There are many public policy steps that must be taken, beginning NOW, to bring both personal and systemic change. We stand at a crucial juncture. As talk of “returning to normal” in the wake of the COVID-19 pandemic grows, we should be asking ourselves “what is normal?” Normal has given us institutional racism. Normal has given us a health care system fraught with racist outcomes. Normal has given us a law enforcement system that routinely murders black men and women. Normal has given us a militarized police that has all the masks it needs while nursing staff have to make their own. Normal has given us a legal code that protects hospital and nursing home owners from liability while patients suffer the outcomes, and a legal doctrine of “qualified immunity” which shields law enforcement officials from being held accountable for the use of force. We encourage all ORMA members to pressure their elected representatives to take appropriate action. We demand accountability amongst the police force, we believe nobody is above the law. The Center for Popular Democracy has provided a list of 15 important steps your city can take here. We also encourage members and supporters to recognize that the ballot box remains an important tool. Trump, enabled by the Republicans, ended the Obama era prohibition of selling surplus military weapons and material to local police forces. Trump, enabled by Republicans, is calling for army troops to be mobilized in the face of protests. Ending his presidency may be one of the most immediate steps we can take to protect people of color.

But treating the policies of Trump and his cohorts as the work of outlaws and replacing them with elected officials of goodwill (as we must) will not be sufficient to change a culture. Those of us who are white have a special obligation if we intend to be real allies in this struggle.

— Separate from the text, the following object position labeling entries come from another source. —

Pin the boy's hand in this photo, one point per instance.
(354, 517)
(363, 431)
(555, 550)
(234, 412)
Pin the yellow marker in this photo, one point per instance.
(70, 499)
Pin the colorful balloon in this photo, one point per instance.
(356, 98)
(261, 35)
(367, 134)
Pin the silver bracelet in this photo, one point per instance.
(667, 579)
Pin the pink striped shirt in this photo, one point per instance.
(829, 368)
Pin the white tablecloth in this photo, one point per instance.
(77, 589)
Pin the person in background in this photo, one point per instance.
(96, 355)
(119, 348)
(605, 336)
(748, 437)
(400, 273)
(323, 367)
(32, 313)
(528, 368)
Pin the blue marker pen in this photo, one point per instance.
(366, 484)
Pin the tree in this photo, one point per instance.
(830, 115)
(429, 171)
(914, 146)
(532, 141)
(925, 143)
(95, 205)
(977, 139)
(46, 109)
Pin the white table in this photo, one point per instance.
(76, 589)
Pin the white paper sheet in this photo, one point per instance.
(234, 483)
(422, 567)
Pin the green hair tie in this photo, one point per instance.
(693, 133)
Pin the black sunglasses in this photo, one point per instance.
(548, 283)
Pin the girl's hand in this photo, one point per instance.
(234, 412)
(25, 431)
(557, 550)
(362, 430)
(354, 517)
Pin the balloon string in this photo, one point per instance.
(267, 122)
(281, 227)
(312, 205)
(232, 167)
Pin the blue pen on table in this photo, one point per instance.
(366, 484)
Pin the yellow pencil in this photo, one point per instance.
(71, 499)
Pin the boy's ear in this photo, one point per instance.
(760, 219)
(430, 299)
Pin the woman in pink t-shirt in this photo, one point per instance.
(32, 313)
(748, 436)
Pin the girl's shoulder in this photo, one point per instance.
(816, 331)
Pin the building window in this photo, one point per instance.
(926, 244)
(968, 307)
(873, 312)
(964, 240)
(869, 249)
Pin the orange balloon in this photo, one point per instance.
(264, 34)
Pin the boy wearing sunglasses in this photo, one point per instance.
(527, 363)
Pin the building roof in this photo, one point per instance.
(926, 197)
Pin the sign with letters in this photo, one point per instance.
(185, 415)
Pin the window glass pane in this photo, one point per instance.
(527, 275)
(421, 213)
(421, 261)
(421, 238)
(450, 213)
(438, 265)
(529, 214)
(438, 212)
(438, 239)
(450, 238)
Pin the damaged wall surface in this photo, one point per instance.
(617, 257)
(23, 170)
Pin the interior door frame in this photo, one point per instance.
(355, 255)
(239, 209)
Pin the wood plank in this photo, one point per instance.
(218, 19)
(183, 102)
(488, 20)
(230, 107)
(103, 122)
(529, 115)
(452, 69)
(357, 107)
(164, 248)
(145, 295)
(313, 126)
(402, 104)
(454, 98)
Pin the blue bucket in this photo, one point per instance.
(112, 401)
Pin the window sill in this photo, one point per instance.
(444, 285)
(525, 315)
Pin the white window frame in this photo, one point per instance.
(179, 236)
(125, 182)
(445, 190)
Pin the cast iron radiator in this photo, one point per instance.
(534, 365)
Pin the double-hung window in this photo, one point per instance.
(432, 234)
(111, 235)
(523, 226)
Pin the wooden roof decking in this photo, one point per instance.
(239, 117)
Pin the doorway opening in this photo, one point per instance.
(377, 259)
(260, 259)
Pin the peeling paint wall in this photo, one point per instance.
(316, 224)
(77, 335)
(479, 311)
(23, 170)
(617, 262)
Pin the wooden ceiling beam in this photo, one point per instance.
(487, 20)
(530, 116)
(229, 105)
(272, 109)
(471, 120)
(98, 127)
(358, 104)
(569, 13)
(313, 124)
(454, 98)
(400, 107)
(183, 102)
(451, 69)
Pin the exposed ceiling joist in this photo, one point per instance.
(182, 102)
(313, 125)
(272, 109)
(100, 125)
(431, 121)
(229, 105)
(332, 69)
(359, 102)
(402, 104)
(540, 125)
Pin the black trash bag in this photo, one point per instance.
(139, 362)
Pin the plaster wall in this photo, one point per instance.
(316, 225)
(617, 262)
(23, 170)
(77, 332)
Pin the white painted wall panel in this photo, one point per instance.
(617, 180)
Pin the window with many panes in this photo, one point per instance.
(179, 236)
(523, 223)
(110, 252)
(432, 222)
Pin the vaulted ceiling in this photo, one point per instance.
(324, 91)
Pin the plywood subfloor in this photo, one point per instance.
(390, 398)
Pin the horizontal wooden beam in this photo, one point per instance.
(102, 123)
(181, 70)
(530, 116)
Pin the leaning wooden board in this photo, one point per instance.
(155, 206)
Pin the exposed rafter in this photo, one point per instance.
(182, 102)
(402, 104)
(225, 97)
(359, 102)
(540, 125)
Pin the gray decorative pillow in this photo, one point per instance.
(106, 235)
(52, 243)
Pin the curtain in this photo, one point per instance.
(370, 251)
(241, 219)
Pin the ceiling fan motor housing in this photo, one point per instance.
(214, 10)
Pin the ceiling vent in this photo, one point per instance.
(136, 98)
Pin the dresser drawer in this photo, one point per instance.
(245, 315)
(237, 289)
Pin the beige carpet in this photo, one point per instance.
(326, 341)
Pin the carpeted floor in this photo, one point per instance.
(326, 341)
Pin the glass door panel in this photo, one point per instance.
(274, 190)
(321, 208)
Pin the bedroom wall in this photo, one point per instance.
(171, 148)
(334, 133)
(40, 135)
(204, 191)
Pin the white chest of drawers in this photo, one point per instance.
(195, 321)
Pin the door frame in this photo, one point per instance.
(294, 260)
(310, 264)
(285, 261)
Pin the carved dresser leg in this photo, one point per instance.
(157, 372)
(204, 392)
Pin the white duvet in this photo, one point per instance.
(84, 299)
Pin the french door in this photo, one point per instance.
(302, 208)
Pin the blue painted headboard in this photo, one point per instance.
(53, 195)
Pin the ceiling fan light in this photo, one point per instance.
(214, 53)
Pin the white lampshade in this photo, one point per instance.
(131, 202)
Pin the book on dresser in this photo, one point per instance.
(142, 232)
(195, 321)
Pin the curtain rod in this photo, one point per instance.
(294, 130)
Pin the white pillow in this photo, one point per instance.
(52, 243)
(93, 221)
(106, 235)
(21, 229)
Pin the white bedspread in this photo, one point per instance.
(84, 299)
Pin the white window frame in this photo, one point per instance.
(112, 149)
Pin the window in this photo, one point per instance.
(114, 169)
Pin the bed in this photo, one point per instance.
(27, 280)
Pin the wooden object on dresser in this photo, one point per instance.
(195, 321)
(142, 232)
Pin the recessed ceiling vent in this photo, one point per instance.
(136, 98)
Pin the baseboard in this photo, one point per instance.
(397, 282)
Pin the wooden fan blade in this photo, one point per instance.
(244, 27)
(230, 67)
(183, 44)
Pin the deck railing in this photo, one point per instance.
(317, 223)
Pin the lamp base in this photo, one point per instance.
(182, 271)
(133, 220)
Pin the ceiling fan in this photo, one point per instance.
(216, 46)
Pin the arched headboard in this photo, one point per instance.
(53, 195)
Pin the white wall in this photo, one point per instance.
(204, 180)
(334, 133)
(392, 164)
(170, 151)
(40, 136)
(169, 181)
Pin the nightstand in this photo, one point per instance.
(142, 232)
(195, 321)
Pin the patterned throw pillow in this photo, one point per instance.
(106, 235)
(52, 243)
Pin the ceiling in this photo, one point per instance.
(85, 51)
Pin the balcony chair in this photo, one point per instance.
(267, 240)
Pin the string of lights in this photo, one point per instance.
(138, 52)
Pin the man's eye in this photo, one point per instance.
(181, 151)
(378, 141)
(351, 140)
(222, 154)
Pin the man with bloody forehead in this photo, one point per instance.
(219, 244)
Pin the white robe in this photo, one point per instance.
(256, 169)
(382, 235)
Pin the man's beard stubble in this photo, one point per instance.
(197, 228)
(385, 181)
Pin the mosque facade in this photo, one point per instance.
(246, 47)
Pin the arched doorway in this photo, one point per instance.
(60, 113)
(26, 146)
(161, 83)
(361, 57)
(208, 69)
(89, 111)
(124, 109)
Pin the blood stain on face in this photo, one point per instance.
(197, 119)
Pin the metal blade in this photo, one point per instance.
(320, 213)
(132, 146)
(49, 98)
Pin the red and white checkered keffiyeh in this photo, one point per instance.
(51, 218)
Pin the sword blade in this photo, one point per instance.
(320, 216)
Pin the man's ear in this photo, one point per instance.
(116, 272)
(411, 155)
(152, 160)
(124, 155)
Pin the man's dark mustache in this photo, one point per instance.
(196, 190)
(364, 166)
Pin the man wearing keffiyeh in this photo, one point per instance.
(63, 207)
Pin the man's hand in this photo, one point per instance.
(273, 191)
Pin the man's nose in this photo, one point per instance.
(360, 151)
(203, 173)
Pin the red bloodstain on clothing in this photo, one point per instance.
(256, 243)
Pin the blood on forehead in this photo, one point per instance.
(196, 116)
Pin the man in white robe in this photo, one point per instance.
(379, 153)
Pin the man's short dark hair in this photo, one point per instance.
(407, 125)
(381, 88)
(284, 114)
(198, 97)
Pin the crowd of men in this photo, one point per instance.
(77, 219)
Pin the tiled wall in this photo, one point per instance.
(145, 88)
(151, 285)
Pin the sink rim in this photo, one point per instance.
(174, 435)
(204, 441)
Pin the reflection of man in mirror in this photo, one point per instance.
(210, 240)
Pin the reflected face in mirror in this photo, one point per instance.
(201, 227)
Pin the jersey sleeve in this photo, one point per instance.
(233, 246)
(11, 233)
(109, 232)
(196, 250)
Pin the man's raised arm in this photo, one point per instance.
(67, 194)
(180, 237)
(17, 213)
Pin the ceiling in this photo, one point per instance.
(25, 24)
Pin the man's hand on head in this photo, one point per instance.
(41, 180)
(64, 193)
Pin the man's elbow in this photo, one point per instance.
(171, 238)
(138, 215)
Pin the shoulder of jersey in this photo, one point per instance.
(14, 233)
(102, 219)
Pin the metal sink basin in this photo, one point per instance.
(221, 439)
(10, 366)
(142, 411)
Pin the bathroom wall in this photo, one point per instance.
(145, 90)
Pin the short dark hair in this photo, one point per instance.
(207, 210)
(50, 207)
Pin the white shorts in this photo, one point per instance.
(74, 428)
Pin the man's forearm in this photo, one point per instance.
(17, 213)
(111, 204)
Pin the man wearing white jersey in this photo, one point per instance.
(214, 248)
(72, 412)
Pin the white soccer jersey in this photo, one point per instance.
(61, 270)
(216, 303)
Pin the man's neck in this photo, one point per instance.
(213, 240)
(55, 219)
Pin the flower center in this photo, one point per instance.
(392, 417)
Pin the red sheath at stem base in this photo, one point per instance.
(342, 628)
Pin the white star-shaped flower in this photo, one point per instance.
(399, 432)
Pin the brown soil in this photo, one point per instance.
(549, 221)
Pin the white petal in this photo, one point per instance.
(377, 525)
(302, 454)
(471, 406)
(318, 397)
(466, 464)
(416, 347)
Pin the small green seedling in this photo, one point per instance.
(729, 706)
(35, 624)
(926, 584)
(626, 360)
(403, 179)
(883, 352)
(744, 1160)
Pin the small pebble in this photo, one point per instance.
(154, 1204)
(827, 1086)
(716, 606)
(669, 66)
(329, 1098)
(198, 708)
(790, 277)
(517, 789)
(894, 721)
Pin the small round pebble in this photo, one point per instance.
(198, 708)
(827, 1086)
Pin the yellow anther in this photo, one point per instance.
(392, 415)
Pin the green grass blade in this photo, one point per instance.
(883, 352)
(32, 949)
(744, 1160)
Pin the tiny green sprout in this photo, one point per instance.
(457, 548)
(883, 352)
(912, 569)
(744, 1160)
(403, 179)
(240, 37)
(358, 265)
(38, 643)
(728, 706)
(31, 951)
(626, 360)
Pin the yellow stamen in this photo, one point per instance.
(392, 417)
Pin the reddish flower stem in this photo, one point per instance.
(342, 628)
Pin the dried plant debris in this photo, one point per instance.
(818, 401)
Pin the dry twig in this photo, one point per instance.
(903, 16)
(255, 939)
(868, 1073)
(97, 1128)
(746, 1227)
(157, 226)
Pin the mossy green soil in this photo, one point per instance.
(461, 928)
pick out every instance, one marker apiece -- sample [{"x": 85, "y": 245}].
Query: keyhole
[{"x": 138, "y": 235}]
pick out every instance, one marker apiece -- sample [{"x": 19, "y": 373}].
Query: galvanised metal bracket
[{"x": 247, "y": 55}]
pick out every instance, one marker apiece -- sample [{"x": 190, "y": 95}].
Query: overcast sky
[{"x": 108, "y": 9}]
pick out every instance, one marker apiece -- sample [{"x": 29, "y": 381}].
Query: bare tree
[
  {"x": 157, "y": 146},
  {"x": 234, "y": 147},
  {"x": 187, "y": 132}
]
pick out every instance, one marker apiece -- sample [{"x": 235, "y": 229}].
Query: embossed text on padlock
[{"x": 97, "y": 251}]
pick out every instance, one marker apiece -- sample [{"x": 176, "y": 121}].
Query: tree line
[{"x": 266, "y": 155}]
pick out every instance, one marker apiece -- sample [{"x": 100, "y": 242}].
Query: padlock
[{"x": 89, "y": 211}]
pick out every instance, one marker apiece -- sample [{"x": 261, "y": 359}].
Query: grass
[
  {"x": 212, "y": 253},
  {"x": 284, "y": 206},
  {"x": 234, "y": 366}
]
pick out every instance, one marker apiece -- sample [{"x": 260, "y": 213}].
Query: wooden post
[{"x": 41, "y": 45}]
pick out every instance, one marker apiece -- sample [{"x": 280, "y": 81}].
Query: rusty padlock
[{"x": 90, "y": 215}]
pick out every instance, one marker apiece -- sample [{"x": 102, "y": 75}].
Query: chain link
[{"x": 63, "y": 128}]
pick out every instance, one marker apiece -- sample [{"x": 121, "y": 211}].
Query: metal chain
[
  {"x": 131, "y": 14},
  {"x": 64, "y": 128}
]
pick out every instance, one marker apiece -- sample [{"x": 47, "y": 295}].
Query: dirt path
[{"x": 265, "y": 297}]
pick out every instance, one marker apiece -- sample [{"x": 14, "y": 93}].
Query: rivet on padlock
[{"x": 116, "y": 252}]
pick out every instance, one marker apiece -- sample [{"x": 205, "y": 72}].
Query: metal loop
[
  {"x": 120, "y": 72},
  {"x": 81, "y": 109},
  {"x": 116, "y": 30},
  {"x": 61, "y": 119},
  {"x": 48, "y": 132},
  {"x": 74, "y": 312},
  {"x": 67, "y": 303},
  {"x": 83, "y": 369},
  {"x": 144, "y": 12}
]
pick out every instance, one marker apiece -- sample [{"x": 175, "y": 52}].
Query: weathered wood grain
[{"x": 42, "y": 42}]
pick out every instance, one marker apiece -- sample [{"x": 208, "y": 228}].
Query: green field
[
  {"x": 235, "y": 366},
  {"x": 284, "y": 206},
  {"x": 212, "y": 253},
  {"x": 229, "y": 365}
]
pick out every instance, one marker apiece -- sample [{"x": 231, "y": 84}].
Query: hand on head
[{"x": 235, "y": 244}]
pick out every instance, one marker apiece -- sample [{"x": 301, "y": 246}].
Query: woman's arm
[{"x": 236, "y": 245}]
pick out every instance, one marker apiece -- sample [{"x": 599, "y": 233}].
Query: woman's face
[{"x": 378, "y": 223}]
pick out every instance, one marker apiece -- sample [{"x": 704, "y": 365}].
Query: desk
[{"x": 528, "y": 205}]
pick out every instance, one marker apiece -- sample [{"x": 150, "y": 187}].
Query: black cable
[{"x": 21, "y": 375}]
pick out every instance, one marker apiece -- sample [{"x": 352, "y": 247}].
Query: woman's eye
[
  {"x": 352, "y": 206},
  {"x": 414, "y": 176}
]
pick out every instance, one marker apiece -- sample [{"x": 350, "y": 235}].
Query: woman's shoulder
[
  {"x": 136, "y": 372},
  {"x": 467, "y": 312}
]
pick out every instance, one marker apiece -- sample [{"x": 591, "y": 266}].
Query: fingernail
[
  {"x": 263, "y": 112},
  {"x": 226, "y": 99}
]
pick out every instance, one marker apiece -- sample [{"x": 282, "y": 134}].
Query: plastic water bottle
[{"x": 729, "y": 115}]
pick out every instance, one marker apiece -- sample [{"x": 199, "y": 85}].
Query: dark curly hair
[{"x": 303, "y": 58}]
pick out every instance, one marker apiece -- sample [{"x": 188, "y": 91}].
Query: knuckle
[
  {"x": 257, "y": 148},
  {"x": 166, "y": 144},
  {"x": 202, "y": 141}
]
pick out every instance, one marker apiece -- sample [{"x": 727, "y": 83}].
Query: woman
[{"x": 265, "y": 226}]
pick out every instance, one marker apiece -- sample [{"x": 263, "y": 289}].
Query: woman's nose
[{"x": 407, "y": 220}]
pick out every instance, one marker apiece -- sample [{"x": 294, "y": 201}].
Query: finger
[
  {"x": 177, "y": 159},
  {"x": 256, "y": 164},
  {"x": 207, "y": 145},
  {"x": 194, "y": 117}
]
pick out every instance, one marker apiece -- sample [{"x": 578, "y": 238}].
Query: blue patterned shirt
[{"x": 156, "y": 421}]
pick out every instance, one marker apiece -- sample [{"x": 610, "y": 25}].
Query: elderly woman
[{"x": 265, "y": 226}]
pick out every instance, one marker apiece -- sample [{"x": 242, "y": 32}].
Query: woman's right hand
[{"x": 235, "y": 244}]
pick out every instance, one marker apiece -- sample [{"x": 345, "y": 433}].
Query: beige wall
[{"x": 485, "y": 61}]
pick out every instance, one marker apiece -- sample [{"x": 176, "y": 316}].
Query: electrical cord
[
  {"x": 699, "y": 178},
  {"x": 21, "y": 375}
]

White people must learn to see these events through the eyes of people of color, and to come to grips with our white privilege and how it benefits us and allows us to see these injustices as only happening to “others”. The Industrial Workers of the World (IWW) slogan “An injury to one is an injury to all” should define our world view.

There are multiple resources available for educating ourselves, this article from Sojourners magazine has good suggestions for how to be an effective ally to people of color and resources for growing our personal understanding of oppression. Showing Up for Racial Justice (SURJ) developed a curriculum for political education, and our allies at United for A Fair Economy (UFE) shared this list of resources. Please consider following Bernie’s lead and make a contribution to these organizationsthis link will split your donation between the Minnesota Freedom Fund, Movement for Black Lives, Poor People’s Campaign, and the Center for Popular Democracy, organizations on the frontlines fighting for racial justice.

Finally, these issues apply to ORMA as an organization as much as they do to each of us as individuals. On Saturday at our General Assembly, we held a robust discussion about what we need to do as an organization, and more than one member pointed out our deficiencies in how we handle and address issues of race, organizationally and politically. Going forward, what steps should we be taking to change? This will be an ongoing dialogue.

No single elected official, no specific policy, no one organization will change the epidemic of police violence and institutional racism alone. Bernie understood this when he challenged us to be part of the movement for change. Now we must challenge ourselves to take the steps needed to be part of the solution.